HELOC Is One Option To Be Wary Of
A HELOC is a home equity line of credit. This is one way some people use to borrow money for large purchases such as their children’s college education or a large purchase that they would not otherwise use their credit card to purchase. Because this is a variable interest rate loan it will have some tie in with current mortgage rates.
It is a loan based on the amount of equity you have in your home. Equity is the difference between what your house will sell for on the open real estate market and the dollar amount that you owe the lender who holds the note on your property. You will have to report your income in the application process and your credit score will factor in on the rate of interest you will be charged.
This is the amount you will apply for with a home equity loan. The collateral of course is your property. Keep in mind of the mortgage rates – if you fail to make the payments then the land will be foreclosed on. The first lender will get paid first and then the people who hold the note on the home equity loan.

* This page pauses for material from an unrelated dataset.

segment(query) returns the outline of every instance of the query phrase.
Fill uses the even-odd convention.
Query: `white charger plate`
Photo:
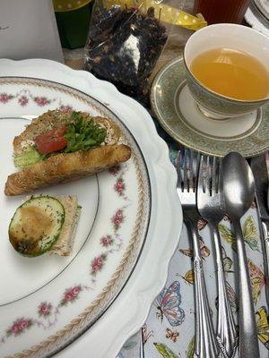
[[[167,147],[141,106],[85,72],[44,60],[1,60],[0,64],[0,125],[5,133],[1,151],[6,153],[1,156],[2,187],[7,173],[13,170],[11,141],[25,124],[22,115],[70,107],[106,115],[118,123],[124,141],[133,149],[132,159],[118,170],[42,191],[76,193],[82,205],[70,259],[29,260],[13,252],[6,228],[22,198],[1,199],[4,212],[1,232],[5,239],[1,260],[6,266],[0,276],[4,285],[4,294],[0,294],[1,356],[51,356],[91,327],[87,345],[94,343],[94,356],[113,357],[142,325],[164,285],[179,237],[182,215]],[[146,268],[151,260],[158,262],[156,271]],[[140,279],[135,278],[138,268],[139,273],[143,272]],[[12,279],[7,281],[10,271]],[[135,311],[139,293],[143,300]],[[122,310],[120,316],[116,314],[117,304]],[[113,329],[106,332],[108,323],[99,324],[109,320]],[[88,353],[84,354],[80,356]]]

No one takes a loan out on their home expecting that their family will lose their home. But you have to know that there are people today who are losing their home because they defaulted on their home equity loan. The loan is akin to a line of credit. You will be given the total amount of the loan depending on your equity. You do not have to take all of this money but it is available. You then pay on the amount you do take out.
The interest rate you pay will be based on the prime market value at the time. This rate may be different than the current GIC rates, but it will be a variable interest rate. So you are taking a risk that the interest rates will stay low but they might shoot up also. One advantage this type of loan has over the basic credit card is that you can write off the interest on your income tax.
One of the advantages for you the borrower is that the interest you pay on the loan is tax deductible. This might interest you to know. But there was a time when interest on credit card debt was also tax deductible. But no longer of course.
You want to before you take out such a loan make sure you are stable in your job. You do not want to lose your job and then your house because you could not make the payments on your home equity line of credit. And you also want to have cash reserves if you do lose an income source.
You have to always remember this loan is based on your home equity. And it means you are putting your home on the line. Make sure you are sure you can pay the loan back so you will not lose your home.